Song was awarded a UNESCO/ASCHBERG Bursary Laureate in 2000 and won the Grand Award at the Gwanju Biennale in South Korea in 2006. He has put on many solo shows around the world, including Projects 90, at the Museum of Modern Art in 2009 and A Blot in the Landscape at Pace Beijing in 2010. His first major retrospective in Europe was presented in 2015 at Groninger Museum and Kunsthalle Düsseldorf. His group exhibitions include China Now, Alors Le Chine: Chinese Contemporary Art at the Centre Pompidou, Paris in 2003; Re-Imagining Asia HKW, at the Haus der Kulturen der Welt, Berlin in 2008, and at The New Art Gallery Walsall in 2009; and The 10th Liverpool Biennial, Liverpool in 2010. In 2012, Song contributed to the dOCUMENTA (13) exhibition at Kassel, Germany with his Do nothing garden.

==Artwork==
This artwork is about Song Dong projected an image of his hand onto his father's body with a projector. Starting from his father's face, the hand swept all across his father's body slowly and stopped at heart. Song Dong believes that there is a generation gap between him and his father.

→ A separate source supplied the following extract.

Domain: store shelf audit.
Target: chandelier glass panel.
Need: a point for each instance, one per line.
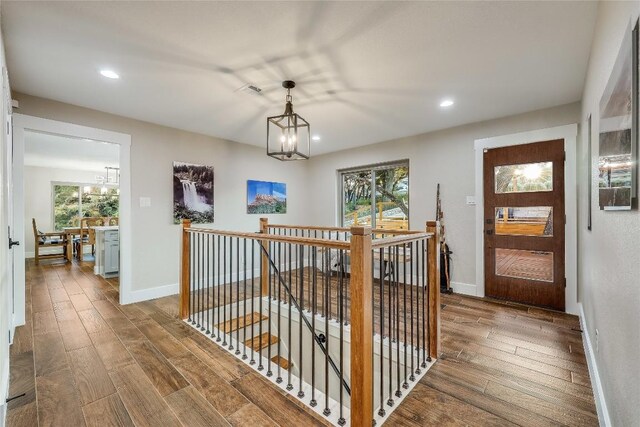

However, he always wants to express his love to his father. During that time, a Chinese father usually acts as an emperor of the family. The relationship between father and son was normally like a ruler and subject. His father declined him whenever Song Dong request to touch his father. In the end, Song Dong tells his father: "I will be famous if you let me finish this artwork." These words influenced his father's opinion and allowed him to finish the artwork. At that moment, Song Dong realized that his father sacrificed his dignity and authority as a father for his son's success and future.
More information https://www.youtube.com/watch?v=l0J_ot7SkKU

Another artwork Song Dong created is called doing nothing garden, this installation is a 6 meters tall mound piled with organic trash, and is fully covered by grass and flowers. It had been exhibited in Kassel Germany for Documenta 13 exhibition in 2010-2012. This artwork discusses about doing things: doing nothing rather than doing something, doing nothing leads to creating something. His work has a sense of helplessness to change the nature and society that human has limited power to change the nature. After the exhibition, Song Dong removes everything and no more garden remains, just like human doing so much work to protect nature, but nothing changes.